Você dirá que, no comercial, Dunga não fala brahmeiro, e sim, guerreiro. Mas, passados os tambores, representando a batida no peito, ouve-se o locutor dizendo brahmeiro. A associação é clara: Dunga é guerreiro porque é brahmeiro. É mais claro do que imaginar que Paris Hilton esteja cometendo sexo. Aliás, ela não parece mais devassa do que tantas modelos brasileiras em outros comerciais, inclusive de iogurte.

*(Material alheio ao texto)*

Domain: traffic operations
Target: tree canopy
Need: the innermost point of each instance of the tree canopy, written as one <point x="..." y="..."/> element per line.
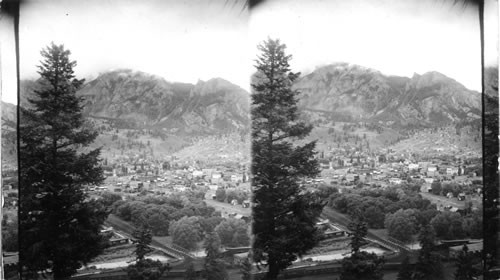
<point x="284" y="214"/>
<point x="59" y="225"/>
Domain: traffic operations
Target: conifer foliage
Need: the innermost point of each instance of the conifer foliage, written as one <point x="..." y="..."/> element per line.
<point x="284" y="213"/>
<point x="59" y="225"/>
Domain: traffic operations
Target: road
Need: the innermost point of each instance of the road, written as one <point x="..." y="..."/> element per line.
<point x="442" y="201"/>
<point x="126" y="229"/>
<point x="226" y="208"/>
<point x="344" y="221"/>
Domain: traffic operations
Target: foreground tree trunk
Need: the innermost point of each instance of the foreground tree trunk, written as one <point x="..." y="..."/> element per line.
<point x="284" y="213"/>
<point x="58" y="225"/>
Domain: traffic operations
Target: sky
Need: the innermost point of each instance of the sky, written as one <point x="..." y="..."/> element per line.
<point x="394" y="37"/>
<point x="188" y="40"/>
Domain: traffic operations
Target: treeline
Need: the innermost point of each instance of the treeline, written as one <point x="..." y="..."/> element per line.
<point x="403" y="212"/>
<point x="184" y="217"/>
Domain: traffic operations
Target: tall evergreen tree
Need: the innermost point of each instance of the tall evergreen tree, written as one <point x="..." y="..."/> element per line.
<point x="145" y="269"/>
<point x="214" y="267"/>
<point x="361" y="265"/>
<point x="59" y="225"/>
<point x="284" y="214"/>
<point x="144" y="238"/>
<point x="405" y="271"/>
<point x="428" y="264"/>
<point x="465" y="265"/>
<point x="246" y="269"/>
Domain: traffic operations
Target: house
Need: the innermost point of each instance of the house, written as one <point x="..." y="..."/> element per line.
<point x="429" y="180"/>
<point x="245" y="204"/>
<point x="452" y="171"/>
<point x="473" y="248"/>
<point x="198" y="173"/>
<point x="413" y="166"/>
<point x="213" y="187"/>
<point x="395" y="181"/>
<point x="431" y="169"/>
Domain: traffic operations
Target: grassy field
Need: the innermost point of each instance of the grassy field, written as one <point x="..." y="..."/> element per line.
<point x="226" y="208"/>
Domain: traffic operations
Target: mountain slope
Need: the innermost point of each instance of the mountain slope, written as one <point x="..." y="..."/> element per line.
<point x="352" y="92"/>
<point x="139" y="100"/>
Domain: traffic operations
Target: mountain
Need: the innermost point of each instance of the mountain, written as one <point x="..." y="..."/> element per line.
<point x="133" y="99"/>
<point x="146" y="100"/>
<point x="349" y="92"/>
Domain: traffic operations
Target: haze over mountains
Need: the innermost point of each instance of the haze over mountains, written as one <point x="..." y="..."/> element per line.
<point x="355" y="93"/>
<point x="340" y="92"/>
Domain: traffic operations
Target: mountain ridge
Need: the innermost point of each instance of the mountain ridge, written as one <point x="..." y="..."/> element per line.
<point x="355" y="92"/>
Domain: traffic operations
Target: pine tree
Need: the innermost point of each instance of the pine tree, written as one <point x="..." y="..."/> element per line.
<point x="59" y="225"/>
<point x="465" y="266"/>
<point x="145" y="269"/>
<point x="214" y="267"/>
<point x="361" y="265"/>
<point x="144" y="238"/>
<point x="360" y="230"/>
<point x="429" y="264"/>
<point x="405" y="272"/>
<point x="190" y="272"/>
<point x="284" y="214"/>
<point x="246" y="269"/>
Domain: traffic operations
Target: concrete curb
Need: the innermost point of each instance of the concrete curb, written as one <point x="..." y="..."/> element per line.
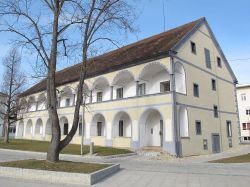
<point x="56" y="177"/>
<point x="69" y="155"/>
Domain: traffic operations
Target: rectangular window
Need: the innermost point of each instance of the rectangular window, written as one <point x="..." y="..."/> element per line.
<point x="230" y="143"/>
<point x="205" y="147"/>
<point x="246" y="126"/>
<point x="141" y="89"/>
<point x="65" y="128"/>
<point x="198" y="127"/>
<point x="214" y="84"/>
<point x="196" y="90"/>
<point x="99" y="128"/>
<point x="207" y="58"/>
<point x="119" y="93"/>
<point x="165" y="86"/>
<point x="193" y="47"/>
<point x="120" y="128"/>
<point x="67" y="102"/>
<point x="219" y="62"/>
<point x="243" y="97"/>
<point x="99" y="97"/>
<point x="229" y="129"/>
<point x="216" y="114"/>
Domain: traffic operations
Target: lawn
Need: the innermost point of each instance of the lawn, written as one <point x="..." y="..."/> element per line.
<point x="74" y="149"/>
<point x="63" y="166"/>
<point x="237" y="159"/>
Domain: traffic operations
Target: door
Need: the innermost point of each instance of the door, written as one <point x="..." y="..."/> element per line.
<point x="215" y="143"/>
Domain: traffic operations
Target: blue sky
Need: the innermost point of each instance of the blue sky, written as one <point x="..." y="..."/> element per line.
<point x="229" y="20"/>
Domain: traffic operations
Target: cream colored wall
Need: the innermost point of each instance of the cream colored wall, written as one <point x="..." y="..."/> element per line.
<point x="243" y="106"/>
<point x="223" y="97"/>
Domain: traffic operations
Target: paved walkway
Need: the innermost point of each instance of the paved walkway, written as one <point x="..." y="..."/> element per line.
<point x="140" y="171"/>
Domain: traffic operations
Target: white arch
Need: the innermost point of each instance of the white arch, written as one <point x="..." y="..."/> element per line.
<point x="100" y="86"/>
<point x="122" y="120"/>
<point x="151" y="125"/>
<point x="151" y="67"/>
<point x="180" y="78"/>
<point x="29" y="127"/>
<point x="20" y="129"/>
<point x="64" y="125"/>
<point x="98" y="125"/>
<point x="39" y="127"/>
<point x="183" y="121"/>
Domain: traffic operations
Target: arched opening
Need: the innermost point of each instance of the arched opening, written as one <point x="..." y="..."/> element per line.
<point x="64" y="125"/>
<point x="20" y="129"/>
<point x="31" y="104"/>
<point x="180" y="78"/>
<point x="151" y="128"/>
<point x="98" y="125"/>
<point x="183" y="121"/>
<point x="154" y="78"/>
<point x="100" y="90"/>
<point x="122" y="125"/>
<point x="41" y="102"/>
<point x="29" y="128"/>
<point x="124" y="85"/>
<point x="66" y="97"/>
<point x="39" y="127"/>
<point x="48" y="127"/>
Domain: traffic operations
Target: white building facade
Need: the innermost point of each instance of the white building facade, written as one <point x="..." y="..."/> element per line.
<point x="174" y="90"/>
<point x="243" y="94"/>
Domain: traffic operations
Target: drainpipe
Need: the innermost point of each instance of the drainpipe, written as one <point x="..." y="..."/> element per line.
<point x="174" y="107"/>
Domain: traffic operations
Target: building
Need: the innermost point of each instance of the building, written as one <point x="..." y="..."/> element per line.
<point x="174" y="90"/>
<point x="243" y="94"/>
<point x="3" y="98"/>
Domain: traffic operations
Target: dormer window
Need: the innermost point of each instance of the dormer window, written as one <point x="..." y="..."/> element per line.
<point x="193" y="47"/>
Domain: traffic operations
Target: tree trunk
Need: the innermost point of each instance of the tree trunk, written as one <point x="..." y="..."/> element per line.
<point x="6" y="131"/>
<point x="53" y="151"/>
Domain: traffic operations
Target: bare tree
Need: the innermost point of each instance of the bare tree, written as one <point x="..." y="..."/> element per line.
<point x="50" y="37"/>
<point x="13" y="84"/>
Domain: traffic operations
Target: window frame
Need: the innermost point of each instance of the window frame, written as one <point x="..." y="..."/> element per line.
<point x="216" y="111"/>
<point x="208" y="58"/>
<point x="196" y="93"/>
<point x="218" y="59"/>
<point x="141" y="89"/>
<point x="198" y="123"/>
<point x="119" y="92"/>
<point x="67" y="102"/>
<point x="214" y="84"/>
<point x="99" y="96"/>
<point x="193" y="47"/>
<point x="229" y="128"/>
<point x="163" y="85"/>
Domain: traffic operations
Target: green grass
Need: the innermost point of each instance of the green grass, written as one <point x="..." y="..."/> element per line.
<point x="74" y="149"/>
<point x="237" y="159"/>
<point x="62" y="166"/>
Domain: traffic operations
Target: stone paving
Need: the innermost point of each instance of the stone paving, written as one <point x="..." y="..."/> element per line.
<point x="146" y="172"/>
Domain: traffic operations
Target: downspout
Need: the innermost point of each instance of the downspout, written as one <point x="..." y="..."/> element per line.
<point x="174" y="107"/>
<point x="237" y="110"/>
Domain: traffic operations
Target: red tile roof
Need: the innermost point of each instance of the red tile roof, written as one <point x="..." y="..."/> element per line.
<point x="129" y="55"/>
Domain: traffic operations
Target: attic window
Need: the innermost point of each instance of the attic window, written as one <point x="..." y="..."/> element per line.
<point x="193" y="47"/>
<point x="219" y="62"/>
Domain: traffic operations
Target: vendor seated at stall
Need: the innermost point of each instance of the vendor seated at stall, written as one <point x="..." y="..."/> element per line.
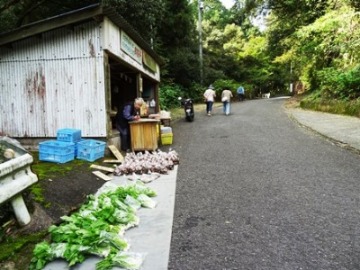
<point x="129" y="112"/>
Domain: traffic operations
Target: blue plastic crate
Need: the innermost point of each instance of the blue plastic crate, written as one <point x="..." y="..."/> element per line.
<point x="56" y="151"/>
<point x="69" y="135"/>
<point x="76" y="147"/>
<point x="56" y="157"/>
<point x="90" y="150"/>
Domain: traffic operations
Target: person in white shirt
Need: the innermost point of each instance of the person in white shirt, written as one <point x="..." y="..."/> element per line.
<point x="226" y="96"/>
<point x="209" y="96"/>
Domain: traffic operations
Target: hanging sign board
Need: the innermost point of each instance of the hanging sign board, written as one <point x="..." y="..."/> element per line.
<point x="130" y="47"/>
<point x="149" y="62"/>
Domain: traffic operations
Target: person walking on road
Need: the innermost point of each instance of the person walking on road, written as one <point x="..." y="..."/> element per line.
<point x="209" y="96"/>
<point x="241" y="93"/>
<point x="226" y="96"/>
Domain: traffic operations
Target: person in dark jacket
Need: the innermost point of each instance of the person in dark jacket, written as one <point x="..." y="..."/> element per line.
<point x="129" y="112"/>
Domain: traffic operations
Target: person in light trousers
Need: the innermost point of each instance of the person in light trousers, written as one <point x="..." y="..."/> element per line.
<point x="226" y="96"/>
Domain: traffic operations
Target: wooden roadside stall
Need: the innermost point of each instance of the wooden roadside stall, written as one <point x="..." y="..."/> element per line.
<point x="73" y="71"/>
<point x="144" y="134"/>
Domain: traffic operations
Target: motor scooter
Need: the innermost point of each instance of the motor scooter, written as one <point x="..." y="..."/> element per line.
<point x="188" y="105"/>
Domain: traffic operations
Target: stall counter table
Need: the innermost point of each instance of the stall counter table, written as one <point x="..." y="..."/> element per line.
<point x="144" y="134"/>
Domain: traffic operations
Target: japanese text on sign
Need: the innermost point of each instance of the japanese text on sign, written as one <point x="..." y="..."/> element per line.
<point x="129" y="47"/>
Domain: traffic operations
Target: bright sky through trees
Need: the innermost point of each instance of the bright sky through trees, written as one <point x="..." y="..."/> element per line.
<point x="227" y="3"/>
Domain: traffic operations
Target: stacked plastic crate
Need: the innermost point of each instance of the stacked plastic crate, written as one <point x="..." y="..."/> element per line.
<point x="69" y="145"/>
<point x="62" y="149"/>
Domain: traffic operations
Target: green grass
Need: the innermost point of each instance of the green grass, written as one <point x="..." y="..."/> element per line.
<point x="351" y="108"/>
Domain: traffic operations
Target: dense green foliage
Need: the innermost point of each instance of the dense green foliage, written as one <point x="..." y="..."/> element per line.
<point x="312" y="42"/>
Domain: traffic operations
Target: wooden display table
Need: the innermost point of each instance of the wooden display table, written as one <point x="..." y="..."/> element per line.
<point x="143" y="134"/>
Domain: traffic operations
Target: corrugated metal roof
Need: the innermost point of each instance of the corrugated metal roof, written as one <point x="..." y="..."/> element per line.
<point x="88" y="13"/>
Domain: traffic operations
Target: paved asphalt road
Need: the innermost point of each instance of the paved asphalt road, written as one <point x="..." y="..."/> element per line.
<point x="257" y="191"/>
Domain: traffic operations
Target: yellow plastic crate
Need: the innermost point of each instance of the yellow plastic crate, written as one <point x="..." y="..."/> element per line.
<point x="166" y="138"/>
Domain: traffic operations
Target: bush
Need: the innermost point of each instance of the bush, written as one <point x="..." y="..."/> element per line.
<point x="340" y="84"/>
<point x="168" y="95"/>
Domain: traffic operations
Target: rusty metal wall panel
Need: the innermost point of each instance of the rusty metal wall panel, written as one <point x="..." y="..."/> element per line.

Não sei se o comercial de Paris Hilton, antes de ser evaporado, era exibido durante o dia. Mas o de Dunga passa a toda hora entre desenhos animados e jogos de futebol, ao alcance de criancinhas mamíferas, garantindo os bebuns de amanhã. De novo as companhias de cerveja impõem a ideia de que cerveja não é bebida alcoólica, embora o próprio Ministério da Saúde acuse que nossos garotos começam a bebê-la cada vez mais cedo e já existam casos frequentes de alcoolismo aos 12 anos.


O Brasil, um dos países mais permissivos do mundo, não se deixaria abalar pela lascívia de uma perua estrangeira, tendo abundante oferta de matéria-prima nacional. Mas a ligeireza com que se tratam questões de saúde pública vive nos apresentando a conta. A escalada do crack, por exemplo, foi prevista há 15 anos e passou em branco por vários ministros da Saúde, alguns dos quais concentrados em sua ideia fixa de perseguir tabagistas.


Quero ver se Dunga continuará tão satisfeito de ser “brahmeiro” se, na Copa, algum jogador se exceder num dia de folga e voltar zuzu para a concentração, batendo no peito e se dizendo “guerreiro”.

Um comentário:

  1. Acredito que a ida do Adriano à Copa (mesmo levando-se em conta o benefício à autoestima de uma pessoa que declarou-se doente e que pretende se tratar) deixará claro, mais uma vez, que a violência contra a mulher continua sendo uma banalidade. Principalmente porque, na maioria dos casos, esse tipo de agressão está diretamente ligado ao consumo de álcool. E pior, que Bruno tinha razão: em briga de marido e mulher não se mete a colher.
    Quanto à associação de esportitas à bebida alcoólica logo se vê que o dinheiro compra tudo. Ou você acha que o Dunga (como bom brahmeiro) deixará de convocar o Adriano por conta da sua dependência alcoólica?